On entry to hpet_timer(), t->ticks_not_accounted is >= t->prev_period,
and is it increased by t->period while the comparator register is being
advanced. This is also the place where we can detect whether the current
callback was delayed. If the period_count is > 1, the delay was so large
that we missed to inject an interrupt (which needs to be compensated).

             while (hpet_time_after(cur_tick, t->cmp)) {
                 t->cmp = (uint32_t)(t->cmp + t->period);
+                t->ticks_not_accounted += t->period;
+                period_count++;
             }

Please note that period_count can be zero. This happens during callbacks
that inject additional interrupts 'inside of' a period interval in order
to compensate missed and coalesced interrupts.

t->ticks_not_accounted is decreased only if an interrupt was delivered
to the guest. If an interrupt could not be delivered, the ticks that are
represented by that interrupt remain recorded as 'not accounted' (this
also triggers compensation of coalesced interrupts).

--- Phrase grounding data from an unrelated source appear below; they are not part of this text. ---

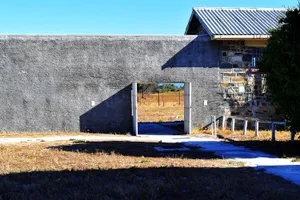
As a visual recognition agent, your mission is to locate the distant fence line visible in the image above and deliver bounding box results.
[138,91,184,106]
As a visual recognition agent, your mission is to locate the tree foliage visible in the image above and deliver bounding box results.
[259,7,300,132]
[137,83,183,98]
[156,84,183,92]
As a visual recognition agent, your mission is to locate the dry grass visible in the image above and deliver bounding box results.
[138,92,184,122]
[0,141,221,174]
[1,140,300,199]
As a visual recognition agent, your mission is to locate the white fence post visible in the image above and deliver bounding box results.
[231,118,235,132]
[213,116,217,136]
[255,120,259,137]
[211,116,217,136]
[243,120,248,135]
[222,115,226,130]
[211,116,214,135]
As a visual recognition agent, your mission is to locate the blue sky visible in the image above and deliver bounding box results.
[0,0,297,34]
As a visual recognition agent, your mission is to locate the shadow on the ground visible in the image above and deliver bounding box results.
[138,122,185,135]
[1,167,300,199]
[49,141,217,159]
[218,137,300,157]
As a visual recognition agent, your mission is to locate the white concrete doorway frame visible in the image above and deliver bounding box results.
[131,82,192,136]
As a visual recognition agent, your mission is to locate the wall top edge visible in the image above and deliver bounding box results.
[0,34,211,41]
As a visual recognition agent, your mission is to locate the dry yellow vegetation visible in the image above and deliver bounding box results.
[138,92,184,122]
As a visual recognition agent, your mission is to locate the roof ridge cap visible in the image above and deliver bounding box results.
[193,7,287,11]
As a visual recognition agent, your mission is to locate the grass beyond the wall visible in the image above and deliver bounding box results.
[138,92,184,123]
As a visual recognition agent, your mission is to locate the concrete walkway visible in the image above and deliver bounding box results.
[0,134,300,185]
[156,135,300,185]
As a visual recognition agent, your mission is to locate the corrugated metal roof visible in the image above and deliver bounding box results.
[187,7,286,39]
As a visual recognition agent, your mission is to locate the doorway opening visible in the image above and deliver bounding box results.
[132,82,191,136]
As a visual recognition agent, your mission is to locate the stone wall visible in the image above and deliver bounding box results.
[218,40,276,121]
[0,35,223,133]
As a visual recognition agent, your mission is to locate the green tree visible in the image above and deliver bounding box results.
[155,83,183,93]
[137,83,157,98]
[259,6,300,139]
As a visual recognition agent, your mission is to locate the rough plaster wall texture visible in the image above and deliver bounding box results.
[0,35,221,132]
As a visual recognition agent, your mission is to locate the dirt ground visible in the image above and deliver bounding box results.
[1,140,300,199]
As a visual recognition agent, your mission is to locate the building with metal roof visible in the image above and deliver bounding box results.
[185,7,286,40]
[184,7,288,122]
[0,7,287,134]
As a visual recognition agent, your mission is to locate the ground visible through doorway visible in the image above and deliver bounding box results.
[138,122,183,135]
[137,83,185,135]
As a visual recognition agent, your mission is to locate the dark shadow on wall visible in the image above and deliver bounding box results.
[162,36,219,70]
[79,85,132,134]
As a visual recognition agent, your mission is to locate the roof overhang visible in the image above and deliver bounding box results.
[211,35,270,40]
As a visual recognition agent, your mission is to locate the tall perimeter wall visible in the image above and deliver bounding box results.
[0,35,224,133]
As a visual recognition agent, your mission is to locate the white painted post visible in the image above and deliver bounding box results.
[211,116,217,136]
[211,116,214,135]
[213,116,217,136]
[255,120,259,137]
[184,82,192,135]
[132,82,138,136]
[231,118,235,132]
[222,115,226,130]
[271,123,275,141]
[243,120,248,135]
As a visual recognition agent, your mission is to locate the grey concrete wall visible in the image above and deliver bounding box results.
[0,35,224,133]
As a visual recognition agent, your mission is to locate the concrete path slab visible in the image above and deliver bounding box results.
[160,136,300,185]
[141,135,300,185]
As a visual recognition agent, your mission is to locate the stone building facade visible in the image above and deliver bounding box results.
[186,7,286,123]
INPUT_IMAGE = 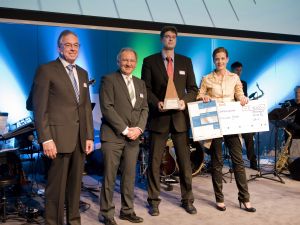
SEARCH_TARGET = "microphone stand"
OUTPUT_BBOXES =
[248,124,284,183]
[249,86,284,183]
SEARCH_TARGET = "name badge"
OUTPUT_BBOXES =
[140,93,144,98]
[179,70,186,75]
[83,83,87,88]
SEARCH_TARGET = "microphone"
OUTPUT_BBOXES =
[88,79,96,86]
[279,100,291,108]
[256,83,264,95]
[249,92,257,99]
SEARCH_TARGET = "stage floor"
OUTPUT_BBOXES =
[3,165,299,225]
[82,168,300,225]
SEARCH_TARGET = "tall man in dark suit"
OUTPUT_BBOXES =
[32,30,94,225]
[99,48,148,225]
[231,61,258,170]
[141,26,198,215]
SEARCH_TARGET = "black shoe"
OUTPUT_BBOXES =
[149,205,159,216]
[119,212,143,223]
[181,203,197,214]
[238,200,256,213]
[102,217,117,225]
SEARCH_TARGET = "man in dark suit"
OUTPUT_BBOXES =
[286,86,300,139]
[141,26,198,215]
[99,48,148,225]
[32,30,94,225]
[231,61,258,170]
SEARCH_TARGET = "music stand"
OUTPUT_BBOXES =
[249,107,297,183]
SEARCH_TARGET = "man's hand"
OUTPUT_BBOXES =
[178,100,186,110]
[240,96,249,106]
[127,127,142,140]
[85,140,94,155]
[158,101,168,112]
[43,140,57,159]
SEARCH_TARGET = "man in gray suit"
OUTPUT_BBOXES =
[32,30,94,225]
[99,48,148,225]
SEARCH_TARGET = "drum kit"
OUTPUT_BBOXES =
[160,139,205,177]
[137,134,208,187]
[0,120,42,223]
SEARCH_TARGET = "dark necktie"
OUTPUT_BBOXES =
[67,64,79,103]
[166,56,173,79]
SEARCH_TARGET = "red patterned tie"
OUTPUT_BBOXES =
[166,56,173,79]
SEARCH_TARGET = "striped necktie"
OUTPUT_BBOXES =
[126,76,136,106]
[67,64,80,103]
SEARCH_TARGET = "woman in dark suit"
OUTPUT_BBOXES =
[197,47,255,212]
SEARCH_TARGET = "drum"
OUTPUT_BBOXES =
[189,140,205,176]
[160,139,177,177]
[162,139,205,177]
[0,151,22,181]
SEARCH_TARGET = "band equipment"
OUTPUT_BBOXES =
[189,141,205,176]
[249,106,297,183]
[276,128,292,173]
[160,139,205,177]
[0,118,42,223]
[0,150,23,222]
[249,83,264,100]
[137,136,205,188]
[160,139,177,177]
[222,144,234,183]
[288,157,300,181]
[0,121,35,143]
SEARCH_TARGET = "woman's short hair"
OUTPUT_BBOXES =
[212,47,228,59]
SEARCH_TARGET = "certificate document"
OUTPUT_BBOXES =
[188,99,269,141]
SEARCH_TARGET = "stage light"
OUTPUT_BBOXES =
[0,41,30,124]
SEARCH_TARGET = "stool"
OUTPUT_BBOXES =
[0,177,18,222]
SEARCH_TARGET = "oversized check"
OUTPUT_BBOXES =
[188,99,269,141]
[187,100,222,141]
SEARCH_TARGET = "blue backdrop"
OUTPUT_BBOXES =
[1,22,300,150]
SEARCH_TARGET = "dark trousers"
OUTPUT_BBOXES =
[210,135,250,203]
[45,141,85,225]
[100,141,140,219]
[242,133,257,165]
[147,127,194,206]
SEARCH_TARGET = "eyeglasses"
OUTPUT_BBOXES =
[62,43,80,49]
[120,59,137,63]
[164,35,177,40]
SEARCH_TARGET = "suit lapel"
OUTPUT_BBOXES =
[173,54,181,85]
[116,72,133,107]
[55,59,78,103]
[156,53,168,83]
[77,68,84,104]
[132,77,140,108]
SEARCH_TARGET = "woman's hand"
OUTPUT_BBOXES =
[240,96,249,106]
[202,95,211,103]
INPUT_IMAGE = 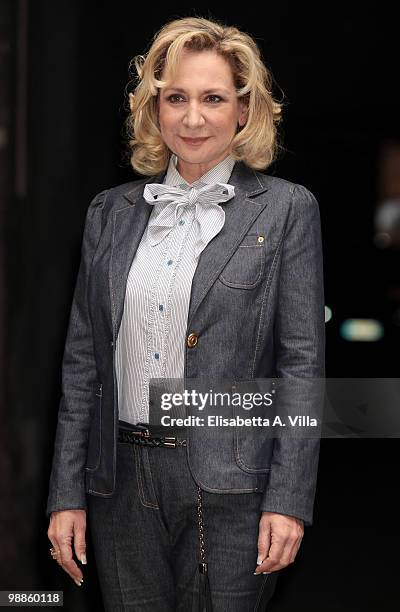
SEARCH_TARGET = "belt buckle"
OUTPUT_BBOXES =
[133,423,150,438]
[163,436,177,448]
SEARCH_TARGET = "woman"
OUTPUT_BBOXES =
[46,16,325,611]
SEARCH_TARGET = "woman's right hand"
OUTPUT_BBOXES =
[47,509,87,587]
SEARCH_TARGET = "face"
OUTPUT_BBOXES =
[157,49,248,182]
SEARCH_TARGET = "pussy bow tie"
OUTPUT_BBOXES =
[143,182,235,259]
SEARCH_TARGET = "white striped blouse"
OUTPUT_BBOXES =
[116,152,236,425]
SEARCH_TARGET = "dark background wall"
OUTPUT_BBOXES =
[1,2,399,610]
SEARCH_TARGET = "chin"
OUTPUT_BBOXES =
[175,147,222,163]
[176,151,212,164]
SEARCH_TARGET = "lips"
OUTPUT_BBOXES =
[180,136,210,144]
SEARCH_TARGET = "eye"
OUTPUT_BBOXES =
[167,94,185,103]
[206,95,222,103]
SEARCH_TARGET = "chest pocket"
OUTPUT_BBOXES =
[218,234,265,289]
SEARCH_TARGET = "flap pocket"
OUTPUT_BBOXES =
[219,234,265,289]
[234,427,274,473]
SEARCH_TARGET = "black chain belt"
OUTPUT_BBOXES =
[118,423,187,448]
[117,421,212,609]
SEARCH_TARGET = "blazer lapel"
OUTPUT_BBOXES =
[186,161,271,328]
[109,170,166,339]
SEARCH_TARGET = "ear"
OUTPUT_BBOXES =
[238,99,248,127]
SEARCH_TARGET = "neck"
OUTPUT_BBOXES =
[176,151,231,184]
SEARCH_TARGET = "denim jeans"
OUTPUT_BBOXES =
[87,423,279,611]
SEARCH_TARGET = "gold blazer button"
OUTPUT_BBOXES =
[187,332,198,348]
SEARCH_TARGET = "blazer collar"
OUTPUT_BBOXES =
[110,160,271,340]
[121,159,270,206]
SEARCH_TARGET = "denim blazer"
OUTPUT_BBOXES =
[46,160,325,526]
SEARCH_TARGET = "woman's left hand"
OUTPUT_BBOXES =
[254,511,304,574]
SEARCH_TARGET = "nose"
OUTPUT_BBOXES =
[182,101,205,128]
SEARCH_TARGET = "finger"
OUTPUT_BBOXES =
[256,520,271,567]
[259,532,302,572]
[257,558,285,573]
[255,537,286,573]
[281,523,303,565]
[73,522,87,565]
[49,540,62,568]
[59,533,84,585]
[287,534,303,564]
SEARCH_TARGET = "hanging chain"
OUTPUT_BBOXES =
[197,485,207,571]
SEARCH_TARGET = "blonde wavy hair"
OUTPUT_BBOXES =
[124,16,284,176]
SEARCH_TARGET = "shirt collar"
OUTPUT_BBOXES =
[164,153,236,188]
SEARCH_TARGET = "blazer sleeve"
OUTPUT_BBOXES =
[259,183,325,526]
[45,189,108,518]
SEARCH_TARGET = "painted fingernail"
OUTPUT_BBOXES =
[263,572,271,575]
[80,554,87,565]
[256,555,263,565]
[74,579,82,587]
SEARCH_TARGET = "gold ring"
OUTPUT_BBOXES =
[50,547,59,559]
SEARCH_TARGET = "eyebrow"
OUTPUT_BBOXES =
[163,87,231,95]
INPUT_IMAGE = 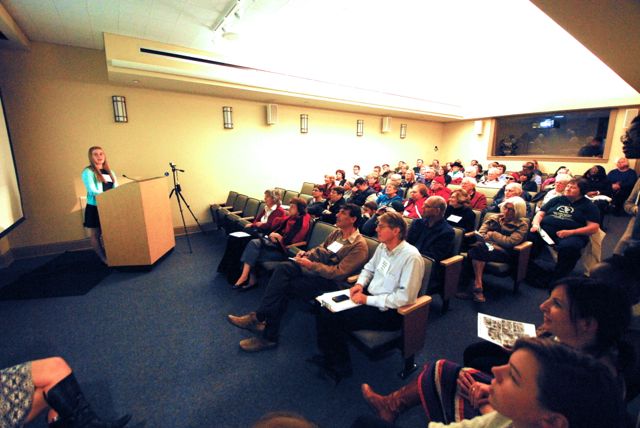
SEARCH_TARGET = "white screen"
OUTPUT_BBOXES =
[0,91,24,238]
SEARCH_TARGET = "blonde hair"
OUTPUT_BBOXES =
[86,146,114,184]
[500,196,526,219]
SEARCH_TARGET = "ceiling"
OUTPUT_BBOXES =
[1,0,639,120]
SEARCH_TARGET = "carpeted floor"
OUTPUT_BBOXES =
[0,214,636,427]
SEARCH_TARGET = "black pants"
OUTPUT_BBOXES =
[316,304,402,368]
[529,231,587,280]
[463,340,511,374]
[256,261,339,342]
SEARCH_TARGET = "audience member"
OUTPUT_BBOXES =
[319,174,335,199]
[536,173,571,210]
[349,178,375,206]
[227,204,368,352]
[460,177,487,210]
[252,411,318,428]
[540,166,570,190]
[447,161,464,184]
[309,212,425,384]
[528,179,600,285]
[401,170,417,189]
[428,176,452,199]
[380,164,392,179]
[486,182,530,215]
[245,189,285,233]
[307,185,326,217]
[320,186,346,224]
[436,166,452,185]
[407,196,455,264]
[233,198,311,290]
[402,184,428,219]
[522,161,542,187]
[418,167,436,187]
[342,181,353,201]
[413,158,424,174]
[444,189,476,233]
[0,356,131,428]
[358,201,378,232]
[335,169,346,186]
[518,170,538,193]
[478,167,503,188]
[583,165,613,225]
[367,174,382,193]
[348,165,362,183]
[457,197,528,303]
[376,183,402,208]
[607,157,637,215]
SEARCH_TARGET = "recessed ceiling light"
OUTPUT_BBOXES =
[222,32,240,41]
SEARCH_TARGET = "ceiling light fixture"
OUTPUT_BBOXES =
[211,0,251,41]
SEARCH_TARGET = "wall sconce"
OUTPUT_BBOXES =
[112,96,128,123]
[223,106,233,129]
[400,123,407,139]
[356,120,364,137]
[474,120,484,136]
[300,114,308,134]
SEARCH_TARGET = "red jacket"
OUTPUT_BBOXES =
[271,213,312,249]
[469,190,487,210]
[403,196,427,219]
[428,187,452,199]
[252,205,286,232]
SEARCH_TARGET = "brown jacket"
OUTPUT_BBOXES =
[479,214,528,252]
[304,229,369,281]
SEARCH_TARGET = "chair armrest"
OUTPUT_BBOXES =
[240,216,256,221]
[464,231,475,239]
[346,274,359,284]
[286,241,306,249]
[229,210,242,215]
[398,295,432,315]
[514,241,532,252]
[288,246,303,257]
[440,255,464,301]
[514,241,533,282]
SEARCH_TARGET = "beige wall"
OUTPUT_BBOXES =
[0,42,443,250]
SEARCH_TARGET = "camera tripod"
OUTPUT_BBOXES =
[168,162,205,253]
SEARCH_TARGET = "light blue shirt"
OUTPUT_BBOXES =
[356,240,424,310]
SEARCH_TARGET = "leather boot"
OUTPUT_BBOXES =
[361,381,420,423]
[44,373,131,428]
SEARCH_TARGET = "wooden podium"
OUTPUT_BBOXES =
[97,177,175,267]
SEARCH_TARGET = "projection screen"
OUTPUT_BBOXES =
[0,89,24,239]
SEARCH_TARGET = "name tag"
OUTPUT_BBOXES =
[447,214,462,223]
[377,258,391,276]
[102,174,113,183]
[327,241,344,253]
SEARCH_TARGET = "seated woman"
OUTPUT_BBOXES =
[458,197,527,302]
[335,169,346,186]
[400,170,417,190]
[583,165,613,225]
[360,276,632,425]
[0,357,130,428]
[367,174,382,193]
[234,198,311,289]
[518,170,538,193]
[402,183,428,219]
[540,166,570,190]
[444,189,476,232]
[358,201,378,234]
[244,189,285,233]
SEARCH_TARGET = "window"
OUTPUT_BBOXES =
[491,108,615,159]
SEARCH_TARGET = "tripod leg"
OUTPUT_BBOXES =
[172,188,193,253]
[178,191,206,235]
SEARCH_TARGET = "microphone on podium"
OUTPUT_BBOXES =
[164,172,170,177]
[122,174,140,182]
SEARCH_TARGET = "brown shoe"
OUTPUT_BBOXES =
[239,337,277,352]
[227,312,266,335]
[361,382,420,423]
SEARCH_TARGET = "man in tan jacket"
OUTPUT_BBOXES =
[227,203,369,352]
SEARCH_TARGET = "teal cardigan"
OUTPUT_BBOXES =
[82,167,118,206]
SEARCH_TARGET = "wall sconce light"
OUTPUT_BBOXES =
[223,106,233,129]
[300,114,308,134]
[112,96,128,123]
[474,120,484,136]
[356,120,364,137]
[400,123,407,139]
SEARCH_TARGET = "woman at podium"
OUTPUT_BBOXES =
[81,146,118,264]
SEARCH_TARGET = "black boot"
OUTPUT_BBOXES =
[44,373,131,428]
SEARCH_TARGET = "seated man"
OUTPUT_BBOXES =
[460,177,487,210]
[607,156,637,215]
[309,212,425,382]
[306,185,326,218]
[417,166,435,188]
[349,177,375,206]
[407,195,455,264]
[528,178,600,283]
[486,181,532,215]
[536,173,571,210]
[479,167,503,188]
[320,186,345,224]
[227,204,369,352]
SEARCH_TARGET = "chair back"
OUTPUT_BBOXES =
[241,198,261,218]
[299,193,313,203]
[419,256,434,296]
[274,187,287,199]
[232,194,248,212]
[451,227,464,256]
[363,236,379,260]
[306,221,337,249]
[300,182,316,195]
[283,190,300,205]
[225,191,238,207]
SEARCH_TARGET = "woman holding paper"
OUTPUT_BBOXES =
[444,189,476,233]
[81,146,118,264]
[358,277,632,425]
[457,197,528,303]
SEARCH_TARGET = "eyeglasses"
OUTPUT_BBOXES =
[505,177,515,181]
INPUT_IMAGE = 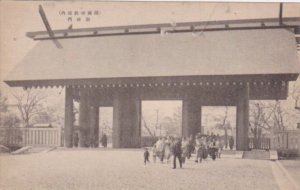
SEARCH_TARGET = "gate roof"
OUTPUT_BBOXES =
[4,28,300,87]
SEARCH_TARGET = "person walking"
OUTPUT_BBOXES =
[156,137,165,163]
[181,137,189,164]
[152,144,157,163]
[195,135,205,163]
[229,136,234,150]
[73,132,79,148]
[101,133,108,148]
[172,137,182,169]
[209,139,218,161]
[187,135,194,159]
[144,148,150,165]
[164,136,172,163]
[216,137,223,158]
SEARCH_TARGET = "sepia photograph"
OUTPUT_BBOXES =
[0,1,300,190]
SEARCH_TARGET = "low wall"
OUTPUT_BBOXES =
[0,127,61,147]
[271,130,300,152]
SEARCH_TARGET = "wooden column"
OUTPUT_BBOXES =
[236,84,250,151]
[64,87,74,148]
[112,92,141,148]
[89,106,99,148]
[112,95,121,148]
[132,99,141,148]
[79,90,89,147]
[182,98,202,138]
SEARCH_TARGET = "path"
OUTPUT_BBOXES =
[0,149,284,190]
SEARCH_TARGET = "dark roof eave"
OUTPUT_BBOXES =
[4,73,299,88]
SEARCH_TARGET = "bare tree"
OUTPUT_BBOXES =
[250,101,286,132]
[141,116,155,137]
[0,91,8,113]
[161,116,177,136]
[0,91,8,126]
[141,109,162,137]
[290,81,300,111]
[0,91,20,128]
[101,122,112,135]
[212,107,230,148]
[0,92,22,145]
[222,107,229,148]
[271,101,286,130]
[249,100,289,148]
[154,109,160,134]
[32,106,59,124]
[250,101,267,139]
[172,106,182,135]
[12,89,47,127]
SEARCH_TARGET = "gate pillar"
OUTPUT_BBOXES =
[89,106,99,147]
[182,98,202,138]
[236,84,250,151]
[64,87,74,148]
[79,89,89,147]
[112,92,141,148]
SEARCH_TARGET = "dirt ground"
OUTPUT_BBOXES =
[0,149,279,190]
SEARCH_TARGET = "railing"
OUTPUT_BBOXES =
[249,137,270,150]
[271,130,300,150]
[0,127,61,147]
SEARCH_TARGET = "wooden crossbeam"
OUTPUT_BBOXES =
[27,17,300,40]
[279,3,283,25]
[34,24,300,41]
[38,5,62,48]
[39,5,54,38]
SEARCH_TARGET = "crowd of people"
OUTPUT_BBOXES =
[144,133,224,169]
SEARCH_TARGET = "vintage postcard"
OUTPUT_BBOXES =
[0,1,300,190]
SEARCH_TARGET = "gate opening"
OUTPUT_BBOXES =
[99,107,113,147]
[202,106,236,150]
[141,100,182,146]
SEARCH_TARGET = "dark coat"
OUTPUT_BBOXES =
[173,140,182,155]
[144,150,150,158]
[101,134,108,146]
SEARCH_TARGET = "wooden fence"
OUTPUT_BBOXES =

+            if (irq_delivered) {
+                t->ticks_not_accounted -= t->prev_period;
+                t->prev_period = t->period;
+            } else {
+                if (period_count) {
+                    t->irq_rate++;
+                    t->irq_rate = MIN(t->irq_rate, MAX_IRQ_RATE);
+                }
+            }


2. re.:

>> +                if (period_count) {
>> +                    t->divisor = t->irq_rate;
>> +                }
>> +                diff /= t->divisor--;
>>    
>
> Why subtracting from the divisor?  Shouldn't the divisor and irq_rate
> change in lockstep?


t->irq_rate is the rate at which interrupts are delivered to the guest,
relative to the period length. If t->irq_rate is 1, then one interrupt
shall be injected per period interval. If t->irq_rate is > 1, we are in
'compensation mode' (trying to inject additional interrupts 'inside of'
an interval).

- If t->irq_rate is 2, then two interrupts shall be injected during a
  period interval (one regular and one additional).

- If t->irq_rate is 3, then three interrupts shall be injected during a
  period interval (one regular and two additional).

- etc.

A non-zero period_count marks the start of an interval, at which the
divisor is set to t->irq_rate. Let's take a look at an example where
t->divisor = t->irq_rate = 3.

- The current period starts at t(p), the next period starts at t(p+1).
  We are now at t(p). The first additional interrupt shall be injected
  at a(1), the second at a(2). Hence, the next callback is scheduled
  to occur at a(1) = t(p) + diff / 3.

  t(p)                 a(1)                 a(2)                 t(p+1)
  +--------------------+--------------------+--------------------+ time
   <--------------------------- diff --------------------------->
   <---- diff / 3 ---->

- We are now in the callback at a(1). A new diff has been calculated,
  which is equal to the remaining time in the interval from a(1) to
  t(p+1). The second additional interrupt shall be injected at a(2).
  Hence, the next callback is scheduled to occur at a(2) = a(1) + diff / 2.

                       a(1)                 a(2)                 t(p+1)
                       +--------------------+--------------------+ time
                        <------------------ diff --------------->
                        <---- diff / 2 ---->

- We are now in the callback at a(2). A new diff has been calculated,
  which is equal to the remaining time in the interval from a(2) to
  t(p+1). The next callback marks the beginning of period t(p+1).

                                            a(2)                 t(p+1)
                                            +--------------------+ time
                                             <------ diff ------>
                                             <---- diff / 1 ---->

At t(p), the divisor is set to irq_rate (= 3). diff is divided by 3
and the divisor is decremented by one. At a(1), the divisor is 2.
diff is divided by 2 and the divisor is decremented by one. At a(2),
the divisor is 1. diff is divided by 1 and the divisor will be reset
at the beginning of t(p+1).


Regards,

Uli